My apologies to those of you who hate my political posts. I'll try to keep this short. But I can't NOT blog about the two huge shocks that just hit Canadian politics on successive days.
First of all...the NDP won Alberta.
That's some kind of joke headline, the kind of thing that wouldn't even go over on April 1st because it's so utterly ludicrous. The American periodical THE WEEK is saying it's as if the Democrats swept Texas. That's actually a fairly good comparison. And yet it happened. It happened for a myriad of reasons that all came together to produce a perfect political storm for Jim Prentice and his governing Progressive Conservatives...a party with an uninterrupted 44 YEARS in power.
Take a recession, with a forecast of more of the same...add a leader who called an early election nobody wanted on a budget nobody wanted either, multiply the right-wing parties so as to split the vote, divide the governing party bitterly, and watch as a new bright light in the form of Rachel Notley runs a pitch-perfect campaign from the center...and voilà, electoral doom for a dynasty and something unprecedented in its place.
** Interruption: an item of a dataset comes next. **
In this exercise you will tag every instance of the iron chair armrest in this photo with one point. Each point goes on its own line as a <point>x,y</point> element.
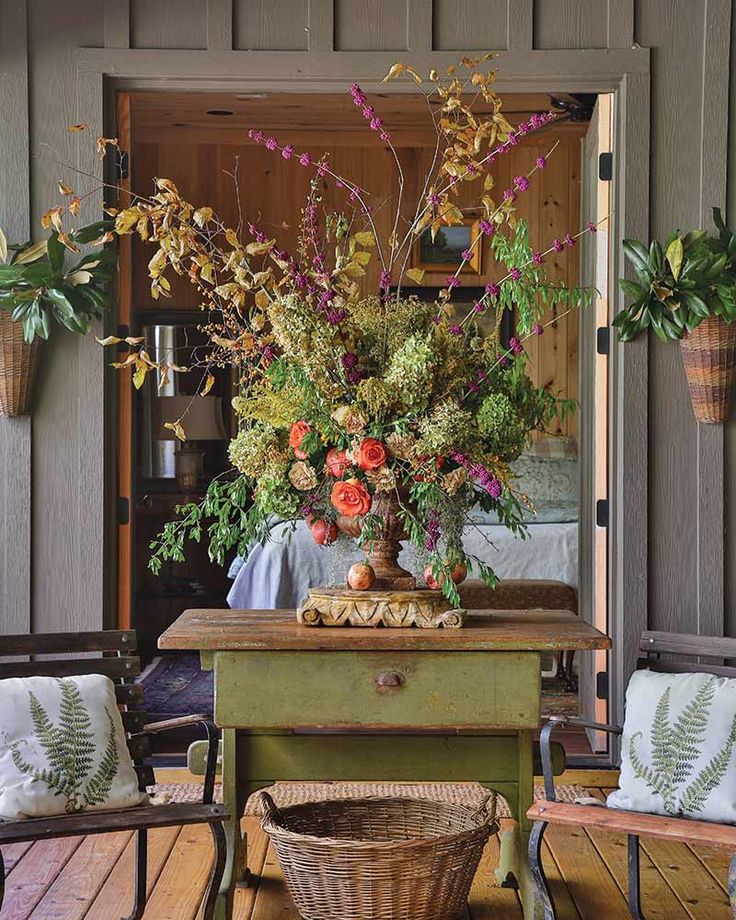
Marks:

The federal Conservatives are worried. They have every right to be. This is their homeland, the place they've been able to take for granted for decades. If Notley's governance comes even close to matching her campaign, the letters N-D-P will gain huge currency that will only redound to the good for the party elsewhere in Canada.
You know who else should be worried? Justin Trudeau. Which makes the passage of Bill C-51 yesterday all the more puzzling.
It was going to pass anyway. The Conservatives have a majority...they can hike through whatever they want (at least until the Supreme Court of Canada gets a look at it). I guess I was holding out hope that Trudeau and his Liberals would change their minds and oppose the damned thing. I held out in vain: the bill had full Liberal support.
I don't think Canadians realize what this bill does. You know how terrorists are supposed to hate us for our freedom? Well, now we don't have any. It seems an odd way to solve the problem, but I'd expect no different from a government that claims it's tough on crime while supporting a plethora of policies proven to do nothing but create more and harder criminals. This is the party that gave government censorship power over the Internet, without judicial oversight. It's the party that gutted Statistics Canada, crippling its ability to collect meaningful data, because who needs data when you already know what's right?
So yeah, I'm not exaggerating about the complete and total loss of our freedom. It's all provisional now. If any of seventeen different government agencies decides I am a threat, you may never hear from me again. And why might they decide I'm a threat? If I so much as attend a peaceful protest...if I voice support for a regime the government doesn't approve of...if I do anything that could be construed to be negatively affecting the economy...any of these things and who knows how many more will put me in a world of hurt.
I'm not saying this will happen to me. I'm white. And I hope I've been clear enough with my position concerning ISIS and its ilk as to remove me from any suspicion. I'm not saying it will happen to just anybody, either: the Natives will eventually blockade another highway or railroad track, or cut power to a town, and the government will ignore it magnificently just as it has in the past.
But the fact it can happen is very frightening. It will get challenged on half a hundred Constitutional grounds, and hopefully the SCC will neuter it...but any government passing a bill like this has earned my enmity. As has any government supporting it. I'm talking to you, Trudeau, you dolt.
If Mulcair plays his cards right--he's just been dealt an almost unbeatable hand--he can hammer Trudeau into political splinters and wrest power from Harper. I don't support everything in the NDP platform--I don't support everything in anybody's platform...but they have their heart in the right place. If Rachel Notley can show she can manage Canada's sputtering economic engine...who knows what might happen come November?
Memo to Notley: Hey, Rachel...don't screw it up, okay?